Colleges Turn Out Truckers

Thursday Mar 19, 2015

Colleges turn out truckers

Powell Slaughter -- Furniture Today, March 17, 2015


Caldwell CountyCaldwell County Community College & Technical Institute’s truck driver educational and training program involves a heavy investment in equipment.

HUDSON, N.C. — Ask those in the industry about dealing with the shortage of truck drivers, and making the job a more attractive career option comes up a lot. Efforts at accomplishing this include industry and education partnerships along the lines of what’s going on at North Carolina community colleges.


Elaine Lockhart is vice president of continuing education and workforce development at Caldwell Community College & Technical Institute in Hudson, N.C. She directs a truck driver training program that began there in 1990 and is spreading across the state’s network of community colleges.

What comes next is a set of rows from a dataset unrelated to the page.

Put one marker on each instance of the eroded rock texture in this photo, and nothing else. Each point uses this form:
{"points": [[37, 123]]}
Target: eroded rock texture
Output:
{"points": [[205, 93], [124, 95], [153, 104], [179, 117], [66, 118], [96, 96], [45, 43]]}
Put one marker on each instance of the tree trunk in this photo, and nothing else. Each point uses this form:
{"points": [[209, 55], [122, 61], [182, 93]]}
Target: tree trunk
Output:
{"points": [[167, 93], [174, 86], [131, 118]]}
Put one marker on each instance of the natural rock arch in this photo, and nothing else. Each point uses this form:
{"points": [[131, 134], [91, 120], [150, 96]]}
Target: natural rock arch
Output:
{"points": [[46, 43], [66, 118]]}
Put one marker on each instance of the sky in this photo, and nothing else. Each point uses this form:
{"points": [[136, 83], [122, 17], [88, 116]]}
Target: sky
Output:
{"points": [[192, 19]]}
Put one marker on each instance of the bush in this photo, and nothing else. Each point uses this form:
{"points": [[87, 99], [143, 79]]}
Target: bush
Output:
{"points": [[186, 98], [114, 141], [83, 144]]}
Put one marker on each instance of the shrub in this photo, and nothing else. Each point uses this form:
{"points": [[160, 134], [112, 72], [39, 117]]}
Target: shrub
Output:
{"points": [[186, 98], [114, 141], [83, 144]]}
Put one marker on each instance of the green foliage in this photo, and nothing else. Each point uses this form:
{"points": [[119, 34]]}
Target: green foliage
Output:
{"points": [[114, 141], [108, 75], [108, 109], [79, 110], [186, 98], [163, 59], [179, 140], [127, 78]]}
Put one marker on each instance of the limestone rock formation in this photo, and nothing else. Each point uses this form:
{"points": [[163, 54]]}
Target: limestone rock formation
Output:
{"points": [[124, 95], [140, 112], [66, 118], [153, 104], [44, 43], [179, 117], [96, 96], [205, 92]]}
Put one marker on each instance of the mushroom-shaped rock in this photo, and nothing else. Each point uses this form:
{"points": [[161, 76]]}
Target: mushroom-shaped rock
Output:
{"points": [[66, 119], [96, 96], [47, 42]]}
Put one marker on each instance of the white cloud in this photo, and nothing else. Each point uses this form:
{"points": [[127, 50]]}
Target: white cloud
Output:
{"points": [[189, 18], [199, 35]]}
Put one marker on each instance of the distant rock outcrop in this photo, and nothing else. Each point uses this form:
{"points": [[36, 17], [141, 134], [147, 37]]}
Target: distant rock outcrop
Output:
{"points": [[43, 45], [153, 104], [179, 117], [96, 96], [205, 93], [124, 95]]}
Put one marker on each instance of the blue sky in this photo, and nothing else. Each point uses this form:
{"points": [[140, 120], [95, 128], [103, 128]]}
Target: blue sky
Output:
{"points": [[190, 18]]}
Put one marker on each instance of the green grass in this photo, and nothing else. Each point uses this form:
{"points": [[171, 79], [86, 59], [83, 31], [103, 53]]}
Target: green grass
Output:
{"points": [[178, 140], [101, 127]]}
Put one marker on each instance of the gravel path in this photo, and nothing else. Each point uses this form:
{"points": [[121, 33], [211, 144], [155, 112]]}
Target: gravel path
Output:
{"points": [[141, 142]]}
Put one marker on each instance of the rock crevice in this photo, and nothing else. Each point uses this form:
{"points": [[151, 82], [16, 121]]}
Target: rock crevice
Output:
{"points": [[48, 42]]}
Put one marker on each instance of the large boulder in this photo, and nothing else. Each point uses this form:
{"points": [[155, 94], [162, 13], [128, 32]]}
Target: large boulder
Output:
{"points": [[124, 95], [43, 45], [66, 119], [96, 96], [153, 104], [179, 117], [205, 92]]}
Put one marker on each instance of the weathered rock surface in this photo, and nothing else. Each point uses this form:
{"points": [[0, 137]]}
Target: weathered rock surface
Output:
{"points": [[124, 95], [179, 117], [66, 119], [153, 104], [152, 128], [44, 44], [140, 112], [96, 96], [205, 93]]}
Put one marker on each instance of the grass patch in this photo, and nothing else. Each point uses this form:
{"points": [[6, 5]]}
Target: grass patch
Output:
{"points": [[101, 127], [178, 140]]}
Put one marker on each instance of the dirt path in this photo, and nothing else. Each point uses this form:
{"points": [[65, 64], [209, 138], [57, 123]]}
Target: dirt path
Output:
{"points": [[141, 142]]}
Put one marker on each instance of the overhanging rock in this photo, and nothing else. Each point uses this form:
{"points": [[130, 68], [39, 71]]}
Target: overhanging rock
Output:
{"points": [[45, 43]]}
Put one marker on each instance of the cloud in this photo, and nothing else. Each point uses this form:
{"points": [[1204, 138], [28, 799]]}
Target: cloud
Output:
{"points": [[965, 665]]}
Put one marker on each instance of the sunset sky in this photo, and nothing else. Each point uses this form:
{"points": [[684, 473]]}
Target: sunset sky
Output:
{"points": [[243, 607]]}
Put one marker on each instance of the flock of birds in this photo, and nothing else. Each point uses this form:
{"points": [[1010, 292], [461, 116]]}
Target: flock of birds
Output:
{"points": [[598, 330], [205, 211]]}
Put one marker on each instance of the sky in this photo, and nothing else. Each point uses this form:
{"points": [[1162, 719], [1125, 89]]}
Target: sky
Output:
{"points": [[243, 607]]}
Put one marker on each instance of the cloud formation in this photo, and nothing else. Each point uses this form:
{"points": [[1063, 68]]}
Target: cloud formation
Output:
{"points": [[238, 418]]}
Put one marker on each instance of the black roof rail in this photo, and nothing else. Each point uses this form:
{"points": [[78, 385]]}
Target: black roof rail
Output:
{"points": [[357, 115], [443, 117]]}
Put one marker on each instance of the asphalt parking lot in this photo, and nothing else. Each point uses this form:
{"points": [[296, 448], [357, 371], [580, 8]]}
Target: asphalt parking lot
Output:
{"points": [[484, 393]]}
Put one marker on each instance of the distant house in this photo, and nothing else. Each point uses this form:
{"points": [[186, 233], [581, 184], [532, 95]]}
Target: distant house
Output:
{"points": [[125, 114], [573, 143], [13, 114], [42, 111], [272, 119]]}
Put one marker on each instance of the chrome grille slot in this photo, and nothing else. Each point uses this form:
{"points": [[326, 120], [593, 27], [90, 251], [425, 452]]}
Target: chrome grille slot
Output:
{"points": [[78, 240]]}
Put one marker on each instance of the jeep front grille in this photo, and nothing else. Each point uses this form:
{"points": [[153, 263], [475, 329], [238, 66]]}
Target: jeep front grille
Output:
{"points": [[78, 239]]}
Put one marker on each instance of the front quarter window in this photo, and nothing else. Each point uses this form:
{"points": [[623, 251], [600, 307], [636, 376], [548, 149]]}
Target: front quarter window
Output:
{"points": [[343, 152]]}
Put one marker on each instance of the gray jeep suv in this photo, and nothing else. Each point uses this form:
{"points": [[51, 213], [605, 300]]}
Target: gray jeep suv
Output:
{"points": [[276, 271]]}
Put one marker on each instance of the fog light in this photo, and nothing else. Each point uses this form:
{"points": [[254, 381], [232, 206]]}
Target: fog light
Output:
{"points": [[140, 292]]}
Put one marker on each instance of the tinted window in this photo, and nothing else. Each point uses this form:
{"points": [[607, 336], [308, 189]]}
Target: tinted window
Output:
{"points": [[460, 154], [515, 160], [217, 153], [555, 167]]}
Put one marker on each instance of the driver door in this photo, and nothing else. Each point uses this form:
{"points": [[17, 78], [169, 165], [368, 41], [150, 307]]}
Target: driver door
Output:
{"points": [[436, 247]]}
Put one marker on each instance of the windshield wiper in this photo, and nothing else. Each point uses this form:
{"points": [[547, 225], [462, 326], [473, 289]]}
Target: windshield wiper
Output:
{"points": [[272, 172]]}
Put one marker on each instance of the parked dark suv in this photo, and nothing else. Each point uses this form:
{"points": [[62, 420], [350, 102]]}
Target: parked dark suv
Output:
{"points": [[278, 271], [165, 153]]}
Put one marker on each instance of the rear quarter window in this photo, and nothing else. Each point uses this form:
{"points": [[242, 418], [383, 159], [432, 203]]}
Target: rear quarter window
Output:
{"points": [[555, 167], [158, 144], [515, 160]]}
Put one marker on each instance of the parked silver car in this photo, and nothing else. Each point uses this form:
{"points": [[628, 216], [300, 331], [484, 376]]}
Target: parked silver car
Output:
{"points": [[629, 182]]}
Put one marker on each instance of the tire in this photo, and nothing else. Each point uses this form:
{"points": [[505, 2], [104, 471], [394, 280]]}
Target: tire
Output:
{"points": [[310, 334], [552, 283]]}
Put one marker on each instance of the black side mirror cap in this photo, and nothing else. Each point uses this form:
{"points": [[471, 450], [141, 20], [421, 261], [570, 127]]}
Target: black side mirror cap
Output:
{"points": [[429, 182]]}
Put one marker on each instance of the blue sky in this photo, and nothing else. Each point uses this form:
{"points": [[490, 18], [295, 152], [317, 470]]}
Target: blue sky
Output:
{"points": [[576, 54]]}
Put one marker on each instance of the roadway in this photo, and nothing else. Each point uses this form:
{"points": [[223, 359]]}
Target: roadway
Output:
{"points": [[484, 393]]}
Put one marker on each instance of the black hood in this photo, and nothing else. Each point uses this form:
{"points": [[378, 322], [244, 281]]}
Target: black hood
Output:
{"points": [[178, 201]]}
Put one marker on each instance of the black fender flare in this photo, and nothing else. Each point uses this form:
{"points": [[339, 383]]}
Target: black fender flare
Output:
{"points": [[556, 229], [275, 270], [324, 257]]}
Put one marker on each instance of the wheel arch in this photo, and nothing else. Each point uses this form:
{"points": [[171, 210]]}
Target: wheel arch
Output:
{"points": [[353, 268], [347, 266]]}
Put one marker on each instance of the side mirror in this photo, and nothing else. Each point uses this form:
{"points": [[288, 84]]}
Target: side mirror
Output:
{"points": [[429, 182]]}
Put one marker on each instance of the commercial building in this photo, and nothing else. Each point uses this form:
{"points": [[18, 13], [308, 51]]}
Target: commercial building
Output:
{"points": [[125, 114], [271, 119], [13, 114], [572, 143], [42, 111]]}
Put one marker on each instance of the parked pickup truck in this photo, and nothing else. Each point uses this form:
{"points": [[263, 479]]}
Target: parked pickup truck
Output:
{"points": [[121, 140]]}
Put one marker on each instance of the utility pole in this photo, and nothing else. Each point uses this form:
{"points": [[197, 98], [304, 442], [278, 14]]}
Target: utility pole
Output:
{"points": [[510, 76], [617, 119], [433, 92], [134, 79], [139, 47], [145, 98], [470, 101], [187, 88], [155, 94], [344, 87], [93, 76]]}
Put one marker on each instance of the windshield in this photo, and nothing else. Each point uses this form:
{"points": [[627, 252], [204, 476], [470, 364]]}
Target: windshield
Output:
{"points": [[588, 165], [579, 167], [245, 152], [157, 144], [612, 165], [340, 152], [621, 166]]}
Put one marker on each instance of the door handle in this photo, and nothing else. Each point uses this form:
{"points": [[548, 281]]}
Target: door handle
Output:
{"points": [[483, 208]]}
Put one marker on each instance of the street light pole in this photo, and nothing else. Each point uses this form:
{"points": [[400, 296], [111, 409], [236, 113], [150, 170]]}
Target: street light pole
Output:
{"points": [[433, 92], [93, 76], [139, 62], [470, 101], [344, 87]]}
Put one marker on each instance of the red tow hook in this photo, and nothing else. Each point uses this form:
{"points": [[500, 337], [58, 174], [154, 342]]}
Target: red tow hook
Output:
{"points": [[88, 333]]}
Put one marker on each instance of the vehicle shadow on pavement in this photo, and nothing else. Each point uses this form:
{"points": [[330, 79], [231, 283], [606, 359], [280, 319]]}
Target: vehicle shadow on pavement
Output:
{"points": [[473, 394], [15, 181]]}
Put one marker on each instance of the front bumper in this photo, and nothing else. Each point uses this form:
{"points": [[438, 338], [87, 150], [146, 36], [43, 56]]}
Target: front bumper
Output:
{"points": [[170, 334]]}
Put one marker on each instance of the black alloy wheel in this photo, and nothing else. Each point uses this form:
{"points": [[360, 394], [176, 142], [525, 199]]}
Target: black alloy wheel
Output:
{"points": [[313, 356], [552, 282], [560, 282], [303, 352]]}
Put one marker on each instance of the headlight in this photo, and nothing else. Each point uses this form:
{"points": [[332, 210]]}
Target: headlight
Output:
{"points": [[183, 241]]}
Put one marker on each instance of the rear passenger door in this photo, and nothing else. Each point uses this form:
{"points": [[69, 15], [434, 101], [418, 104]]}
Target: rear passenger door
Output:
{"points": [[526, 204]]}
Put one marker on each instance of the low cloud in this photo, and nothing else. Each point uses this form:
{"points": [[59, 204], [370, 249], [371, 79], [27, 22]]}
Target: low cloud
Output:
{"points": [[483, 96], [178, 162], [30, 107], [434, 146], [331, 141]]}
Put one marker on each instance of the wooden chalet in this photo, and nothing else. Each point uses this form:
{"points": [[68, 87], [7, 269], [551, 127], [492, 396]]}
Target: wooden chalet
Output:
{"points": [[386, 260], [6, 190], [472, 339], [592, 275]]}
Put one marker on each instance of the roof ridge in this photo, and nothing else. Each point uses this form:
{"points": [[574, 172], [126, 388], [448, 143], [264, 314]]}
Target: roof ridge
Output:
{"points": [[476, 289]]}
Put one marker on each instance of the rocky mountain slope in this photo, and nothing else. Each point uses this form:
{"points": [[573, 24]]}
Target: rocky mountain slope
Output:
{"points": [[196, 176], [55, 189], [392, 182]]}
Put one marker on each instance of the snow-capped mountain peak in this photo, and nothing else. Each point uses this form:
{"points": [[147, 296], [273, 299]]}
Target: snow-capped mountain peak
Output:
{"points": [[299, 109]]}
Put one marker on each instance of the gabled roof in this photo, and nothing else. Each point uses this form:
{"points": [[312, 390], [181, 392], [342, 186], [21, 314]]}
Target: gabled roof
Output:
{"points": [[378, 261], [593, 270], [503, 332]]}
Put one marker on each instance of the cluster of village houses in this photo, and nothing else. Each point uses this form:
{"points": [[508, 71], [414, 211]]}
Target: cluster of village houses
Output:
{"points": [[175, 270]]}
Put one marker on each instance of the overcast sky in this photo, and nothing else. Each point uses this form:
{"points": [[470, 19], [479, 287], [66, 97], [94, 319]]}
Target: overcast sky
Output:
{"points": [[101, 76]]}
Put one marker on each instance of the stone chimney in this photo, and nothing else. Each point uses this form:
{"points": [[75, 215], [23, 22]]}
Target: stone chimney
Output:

“We were the first in the state, because we have such a hub of activity here in the western Piedmont. We have 80% of the furniture manufacturers in the state in this region,” she said. “We started with one truck and a few students, and since then we’ve acquired more than 80 pieces of equipment and graduated more than 200 drivers in the last 10 years.”

To date, six other community colleges have signed on for the program, which fast-tracks students on the road to the Class A commercial driver’s license required for tractor/trailers. Three others are preparing to do so, which will put the program in 10 out of 58 N.C. community colleges.

“The total program is very expensive in terms of equipment, maintenance on the equipment and insurance. We are the only community college in North Carolina to be (Professional Truck Drivers Institute) certified. It allows us to be a certified tester,” Lockhart said. “Because it’s so high-cost, and is very labor-intensive with the instructors, we’ve established regional partnerships with other community colleges in North Carolina.”

The program teaches students to haul various goods, not just how to operate the basic equipment: “There are a lot of different types of equipment, for example for refrigerated cargo, that students have to learn how to use,” Lockhart said.

What are elements of the program that attract potential new truck drivers?

“One, it’s the wages. (Average pay for U.S. truck drivers was $40,490 in 2013, according to federal statistics.) Another is that, especially in the last two years, we’ve had … companies that hired the drivers right out of school (which wasn’t true in the past),” Lockhart said. “We’ve worked with the industry so closely that they trust the program.”

Most graduates have jobs waiting the day they graduate, and Lockhart said those who don’t are still choosing among options.

Another draw is the fact that the course isn’t a long-term commitment. Full-time students can graduate in eight and a half weeks, part-timers in 15 weeks. The average graduate is 30 to 35 years old, well below the industry average of around 54, but old enough for age to not be a concern for potential employers, who don’t want to put people under 25 behind the wheel of a big rig.

All schools participating in the program have an advisory committee made up from the local trucking industry, which helps develop the curriculum.

“In terms of staying current, we also have a company working with us on emerging technology like electronic logs,” Lockhart said. “We try to have those on at least some of our equipment. We bring in the industry to train on those specific things.

“We invite employers in to interview students and to be part of the classes. We’re also involved in meetings of local, regional and state trucking associations.” (Lockhart will be a presenter at the June 2 meeting of the Specialized Furniture Carriers Assn. in Charlotte, N.C.)

“This program is employer-driven,” she said. “What the employers want, we provide. Most of our instructors are retired from the trucking industry.”